L’Etat du Sénégal, a signé avec le groupe du Lot et Garonne, une entreprise française, un contrat de fourniture de lampadaires pour l’éclairage d’un tiers du territoire du pays. Mais une tache noire assombrit le projet. En effet, le Sénégal va financer le projet grâce à un emprunt effectué à Bpifrance et du Trésor Français. Ainsi, l’entreprise est française, les prêteurs aussi.
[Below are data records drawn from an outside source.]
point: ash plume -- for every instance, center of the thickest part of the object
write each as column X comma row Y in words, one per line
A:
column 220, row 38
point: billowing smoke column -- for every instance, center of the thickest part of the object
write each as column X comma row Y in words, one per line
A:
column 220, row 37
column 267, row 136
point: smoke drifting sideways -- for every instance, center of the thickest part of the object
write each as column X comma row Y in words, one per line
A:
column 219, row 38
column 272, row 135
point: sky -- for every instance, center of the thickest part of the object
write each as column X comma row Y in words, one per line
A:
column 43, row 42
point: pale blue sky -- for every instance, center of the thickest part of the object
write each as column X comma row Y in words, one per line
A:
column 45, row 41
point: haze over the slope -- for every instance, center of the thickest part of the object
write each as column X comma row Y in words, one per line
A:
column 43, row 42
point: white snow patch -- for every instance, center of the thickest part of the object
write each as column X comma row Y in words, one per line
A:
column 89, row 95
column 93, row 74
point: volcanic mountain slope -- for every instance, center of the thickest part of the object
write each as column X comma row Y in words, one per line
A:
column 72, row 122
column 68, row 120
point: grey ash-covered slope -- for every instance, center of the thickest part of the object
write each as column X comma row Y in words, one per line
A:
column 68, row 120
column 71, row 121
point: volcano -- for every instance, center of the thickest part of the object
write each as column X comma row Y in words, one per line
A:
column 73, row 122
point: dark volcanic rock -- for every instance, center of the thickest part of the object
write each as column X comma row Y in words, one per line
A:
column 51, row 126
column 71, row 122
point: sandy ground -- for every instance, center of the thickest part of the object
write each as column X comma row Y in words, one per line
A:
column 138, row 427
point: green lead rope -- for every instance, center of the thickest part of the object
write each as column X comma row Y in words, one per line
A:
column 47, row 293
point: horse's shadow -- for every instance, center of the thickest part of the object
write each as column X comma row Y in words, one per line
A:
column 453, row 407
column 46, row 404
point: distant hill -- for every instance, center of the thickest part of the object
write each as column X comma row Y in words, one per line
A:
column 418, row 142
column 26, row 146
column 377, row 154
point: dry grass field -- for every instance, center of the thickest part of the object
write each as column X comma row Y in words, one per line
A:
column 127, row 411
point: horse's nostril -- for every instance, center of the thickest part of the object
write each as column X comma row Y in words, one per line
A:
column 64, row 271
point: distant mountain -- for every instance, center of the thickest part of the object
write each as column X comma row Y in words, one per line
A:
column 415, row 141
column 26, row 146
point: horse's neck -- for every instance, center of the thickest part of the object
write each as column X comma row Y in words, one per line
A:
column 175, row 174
50.000 lampadaires solaires prévus pour le tiers du territoire sénégalais. C’est sans doute le plus gros chantier d’éclairage public solaire dans le monde. Le contrat qui s’élève à 87 millions d’euros a officiellement été signé à Dakar, à l’occasion de la visite d’Emmanuel Macron. L’exécution sera effectuée par Fonroche Eclairage, qui va fournir les appareils, et Eiffage, qui va les installer sur place avec l’aide de techniciens locaux. Toutes, des entreprises françaises. Mais cet état de fait n’est pas étonnant. Car le chantier sera financé par la France, à travers un emprunt effectué par le Sénégal auprès de Bpifrance et du Trésor.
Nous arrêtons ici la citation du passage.